Growing Old With iPads

This morning, Cook and Rometty have gathered us to explain what's happened since the two companies joined forces. Specifically, eight months after the announcement, they’ve launched 22 new mobile applications that serve customers in eleven industries. Rometty describes an app designed for Air Canada that helps agents rebook customers from a tablet on the fly and the Citi app for the new Apple Watch, which will allow us to check our balance form our wrists. (All the IBM execs are sporting Apple watches, no surprise. Rometty’s has a white band perfectly coordinated with her black-and-white blazer.) They are on track to create 100 applications this year, Rometty says.

The endeavor launching with Japan Post is among the most significant. Japan Post is the largest employer in Japan, where 33 million people---a quarter of the population---are older than 65. Nishimuro’s company is planning an IPO later this year that is expected to be among the world’s largest, possibly even larger than Chinese e-commerce company Alibaba.

In a pilot program set to launch during the second half of the year, Japan Post will provide 1,000 iPads to older citizens for free. Apple will supply the iPads, which already have an operating system packed with accessibility features, including settings for people with vision or hearing impairments. IBM will work with the Japan Post to develop iPad software that will improve a service the company already has in which postal service workers stop in on the elderly, and to train Japan Post employees to work with the technology.

The company plans to expand the pilot into a business that will reach four-five million Japanese customers by 2020. “I am approaching 80 years of age,” Nishimuro tells us, gesturing toward his cane as he explains the serious crisis that Japan faces in managing its rapidly aging population.

Spring Forward

Cook emphasizes how simple iPads are to use, a point that will be important for elderly users expected to adopt a new technology. “I’ve given an iPad to a one-year-old who knows how to use it, and actually when I gave them a magazine, they didn’t know how to use the magazine.” (I should point out here that most one-year-olds I know would just attempt to eat both.) He calls out Edith Kirchmaier from Santa Barabara who, at 107, he describes as the oldest known iPad user. “It’s a key part of her life, and we’d like more people like Edith out there,” he says.

Rometty sees the larger business and social opportunity.

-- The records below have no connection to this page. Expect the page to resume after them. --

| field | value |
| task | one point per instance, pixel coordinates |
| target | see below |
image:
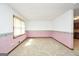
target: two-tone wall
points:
(60, 28)
(7, 42)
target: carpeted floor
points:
(44, 47)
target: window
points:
(19, 26)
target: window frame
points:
(14, 26)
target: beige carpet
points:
(44, 47)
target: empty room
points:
(39, 29)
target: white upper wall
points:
(41, 11)
(6, 18)
(62, 23)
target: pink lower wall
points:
(7, 43)
(38, 33)
(63, 37)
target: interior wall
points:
(6, 18)
(62, 23)
(7, 42)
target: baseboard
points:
(16, 46)
(3, 54)
(63, 44)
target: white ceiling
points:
(41, 11)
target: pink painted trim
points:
(7, 43)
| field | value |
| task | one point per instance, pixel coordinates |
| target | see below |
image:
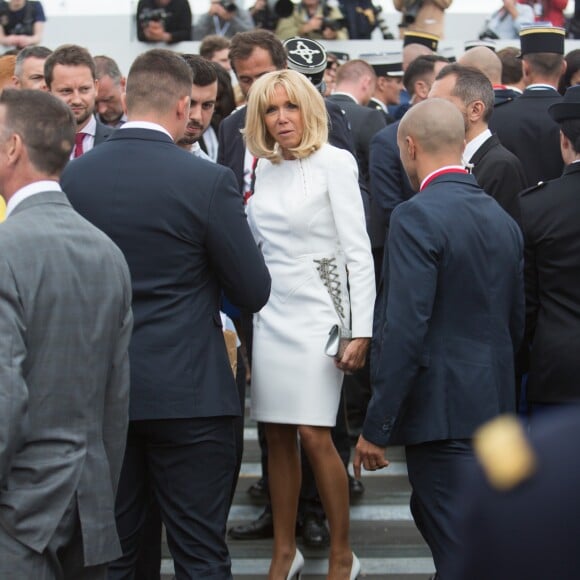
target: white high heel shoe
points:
(355, 568)
(295, 572)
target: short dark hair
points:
(572, 67)
(211, 44)
(157, 79)
(68, 55)
(419, 68)
(45, 124)
(244, 43)
(545, 63)
(470, 85)
(571, 129)
(40, 52)
(204, 72)
(105, 66)
(511, 65)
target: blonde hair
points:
(300, 92)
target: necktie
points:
(78, 150)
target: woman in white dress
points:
(307, 217)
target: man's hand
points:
(313, 25)
(369, 455)
(354, 355)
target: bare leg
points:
(332, 483)
(284, 478)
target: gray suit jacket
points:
(65, 324)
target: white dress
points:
(303, 211)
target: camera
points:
(489, 34)
(412, 8)
(333, 24)
(148, 15)
(228, 5)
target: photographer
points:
(21, 23)
(507, 21)
(166, 21)
(422, 15)
(313, 19)
(223, 18)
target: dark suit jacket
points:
(364, 123)
(503, 96)
(450, 316)
(232, 149)
(551, 225)
(389, 183)
(527, 130)
(499, 173)
(102, 133)
(181, 224)
(376, 106)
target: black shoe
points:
(259, 529)
(259, 489)
(314, 532)
(355, 487)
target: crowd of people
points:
(382, 248)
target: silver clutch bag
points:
(338, 339)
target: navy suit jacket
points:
(527, 130)
(450, 316)
(389, 183)
(181, 225)
(364, 123)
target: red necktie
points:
(78, 150)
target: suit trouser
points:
(62, 559)
(434, 472)
(188, 465)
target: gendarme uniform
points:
(523, 125)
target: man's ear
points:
(182, 109)
(476, 111)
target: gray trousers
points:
(61, 560)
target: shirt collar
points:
(145, 125)
(474, 145)
(346, 95)
(30, 190)
(540, 87)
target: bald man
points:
(489, 63)
(448, 319)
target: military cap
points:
(488, 43)
(542, 39)
(429, 40)
(569, 107)
(307, 57)
(385, 64)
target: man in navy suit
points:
(70, 74)
(447, 323)
(181, 225)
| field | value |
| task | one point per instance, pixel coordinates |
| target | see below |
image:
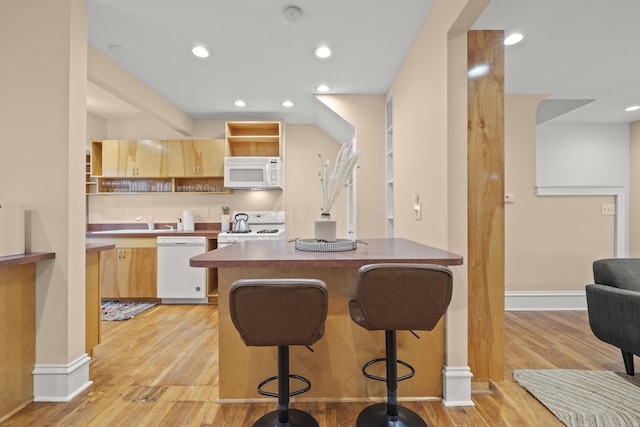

She brings up some startling statistics, the kind that make you triple-check your 401k balance. Today, she says, 10,000 people will turn 65 in our country. About 40 percent of them live alone or with just a spouse. And by 2050, she says one in five people around the world will be a senior. “It promises to be a great long life, but there are challenges,” she says. If she were talking about IBM itself, she couldn't have put it better.

Outside, it’s bright shiny news on a bright and shiny April morning. The magnolias are blooming this week. NYU students are roaming Astor Place in light jackets and sun glasses. Everything feels possible. But can a beautiful new office and a warm moment with Tim Cook be enough to address IBM's challenges? For that matter, will this ventures with Japan Post and others to follow be significant enough to jumpstart IBM's growth engine and return it to its former glory? This is the spring of IBM's transition year; autumn always comes faster than we expect.